The other co-owner of the gallery, Adam Maroud, adds: “Corner after corner after corner was suddenly be emblazoned with a battle cry in rushed lettering or a perfect stencil of pop culture political satire and it was beautiful and stirring to watch it spread. Nothing to me personifies creative freedom more than a bold graffiti piece on a very public wall.”
And it’s not just the Middle East. Art has flourished around the world over the past year — from Haiti to Chile to China — as people have fought back against totalitarian governments and tried to make sense of broken societies using brushes as well as bricks. For many young people, street art has become the perfect “crime” when living in a closed dictatorship with no free press. If you do not get caught in the act, there is no way for the authorities to track you down most of the time.

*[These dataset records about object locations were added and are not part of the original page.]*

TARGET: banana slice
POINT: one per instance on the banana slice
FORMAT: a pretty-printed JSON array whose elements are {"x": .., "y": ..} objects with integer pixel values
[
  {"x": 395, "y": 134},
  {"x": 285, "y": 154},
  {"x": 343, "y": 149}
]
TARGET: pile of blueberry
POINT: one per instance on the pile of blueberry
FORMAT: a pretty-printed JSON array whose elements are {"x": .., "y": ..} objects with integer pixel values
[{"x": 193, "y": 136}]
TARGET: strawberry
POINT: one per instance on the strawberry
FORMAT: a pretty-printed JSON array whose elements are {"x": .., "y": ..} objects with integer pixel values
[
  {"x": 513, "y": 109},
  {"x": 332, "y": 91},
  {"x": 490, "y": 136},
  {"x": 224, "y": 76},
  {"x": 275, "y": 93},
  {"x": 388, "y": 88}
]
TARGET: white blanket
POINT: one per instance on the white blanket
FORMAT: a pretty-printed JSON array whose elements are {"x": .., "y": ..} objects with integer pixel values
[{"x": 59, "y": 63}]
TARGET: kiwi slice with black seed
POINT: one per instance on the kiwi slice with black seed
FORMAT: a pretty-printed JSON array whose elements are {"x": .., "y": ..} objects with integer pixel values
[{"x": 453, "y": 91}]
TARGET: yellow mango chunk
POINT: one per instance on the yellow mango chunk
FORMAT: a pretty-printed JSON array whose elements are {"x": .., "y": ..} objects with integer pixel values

“I think the creative output during this unfinished revolution is an integral part in its continuation and the direction it’s bound to take,” says Ganzeer, the most prominent street artist in Egypt, who was arrested for making posters at the height of the protests.
The move out of galleries, as artists take their work to the people, also represents a “democratization” of the creative arts. “The streets are for everybody. The gallery is for an art-seeking niche,” says Ganzeer. “It’s very wrong for the streets to be so open to the brainwashing effects of capitalist-driven advertisers and so closed off to honest art, which has been trapped into the confinements of fake gallery constructs. Galleries need to exist, but it shouldn’t be the only way to be able to experience art.”
In crisis-wracked Europe, the indignados in Spain, as well as young people in Germany, Greece and France have also used their city walls as canvases to get their message across. Evol is a German artist who recently had a gallery show in London, but the 39-year-old’s main work is stenciling windows on concrete slabs slung out on the street, turning them into drab housing estates. “Life is a reflection of the circumstances I live in,” he says. “Whatever happens to me I will try to transport into art.”
Ganzeer feels something similar: “I feel the core purpose of creative arts lies in its social relevance.”
Beyond Post-Modern Irony
Street art has captured the imagination of the younger generation of artists in the West over the past decade, led by British artist Banksy. But while the anonymous Bristolian has garnered much of the attention, there is now a dedicated phalanx of scribblers working alongside him — and their ranks have ballooned and “globalized” over the past year.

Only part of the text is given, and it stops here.